Taking a cue from recording companies, Hollywood movie studios are preparing to file copyright infringement lawsuits against computer users they say are illegally distributing movies online, a source familiar with the studios' plans said.
The lawsuits will target movie fans who share digitized versions of films over peer-to-peer networks, with the first wave of litigation planned for as early yesterday, according to the source, who spoke on condition of anonymity.
Individual users
Like the recording industry, which began suing individual music file-sharers last year, the movie studios plan an ongoing litigation campaign, the source said Wednesday.
The Motion Picture Association of America, which represents the major film studios, declined to comment Wednesday. But the organization issued a release saying MPAA president and chief executive Dan Glickman would be making "a major announcement regarding illegal file sharing of motion pictures on peer-to-peer networks" early yesterday.
Studio executives, legislators, filmmakers and union leaders, among others, were scheduled to participate in the news conference, according to the MPAA statement.
File-sharing networks
The movie studios were still finalizing how many lawsuits would make up their initial filing, but it would probably be around 200 or so, the source said.
Videotaped copies of films in theaters often are digitized or burned off DVDs and then distributed on file-sharing networks that can be accessed with software programs like eDonkey, Kazaa and Grokster.
In the past, the MPAA has said its members were reluctant to take legal action against individual file-sharers. But Glickman, who took over the MPAA in September, has made fighting movie piracy top priority.

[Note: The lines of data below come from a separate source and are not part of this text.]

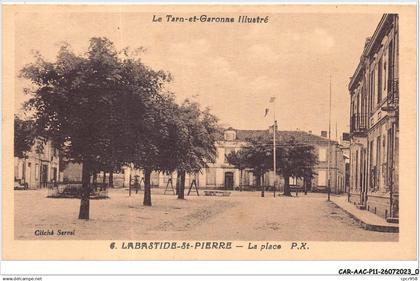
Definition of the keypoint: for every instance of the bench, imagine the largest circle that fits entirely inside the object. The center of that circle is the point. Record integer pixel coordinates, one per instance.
(216, 193)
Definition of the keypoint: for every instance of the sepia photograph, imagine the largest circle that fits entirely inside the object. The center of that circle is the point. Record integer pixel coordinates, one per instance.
(173, 128)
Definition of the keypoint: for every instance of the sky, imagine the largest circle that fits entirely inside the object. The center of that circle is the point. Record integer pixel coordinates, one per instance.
(232, 68)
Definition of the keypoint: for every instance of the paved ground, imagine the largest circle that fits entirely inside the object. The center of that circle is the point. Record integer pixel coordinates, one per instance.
(242, 216)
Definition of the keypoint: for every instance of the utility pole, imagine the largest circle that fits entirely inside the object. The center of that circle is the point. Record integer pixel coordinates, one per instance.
(329, 146)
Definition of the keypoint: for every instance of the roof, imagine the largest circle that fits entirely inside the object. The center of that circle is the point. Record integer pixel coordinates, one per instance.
(370, 44)
(299, 136)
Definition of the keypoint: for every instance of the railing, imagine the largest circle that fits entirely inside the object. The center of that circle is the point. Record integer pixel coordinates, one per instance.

The MPAA claims the US movie industry loses more than US$3 billion annually in potential global revenue because of physical piracy, or bogus copies of videos and DVDs of its films.
Growing unabated
The MPAA doesn't give an estimate for how much online piracy costs the industry annually, but claims the health of the industry is at stake as the copying and distribution of movies online continues to grow unabated.
While the lawsuit campaign may thwart some computer users from downloading movies online, it's not likely to make much of a dent on file-sharing, according to Fred von Lohmann, a senior intellectual property attorney. Von Lohmann represented software distributor StreamCast in a copyright infringement case against film and recording companies earlier this year.
"This won't do any good," von Lohmann said.
"The recording industry lawsuits don't appear to have reduced file-sharing to any meaningful degree," he said.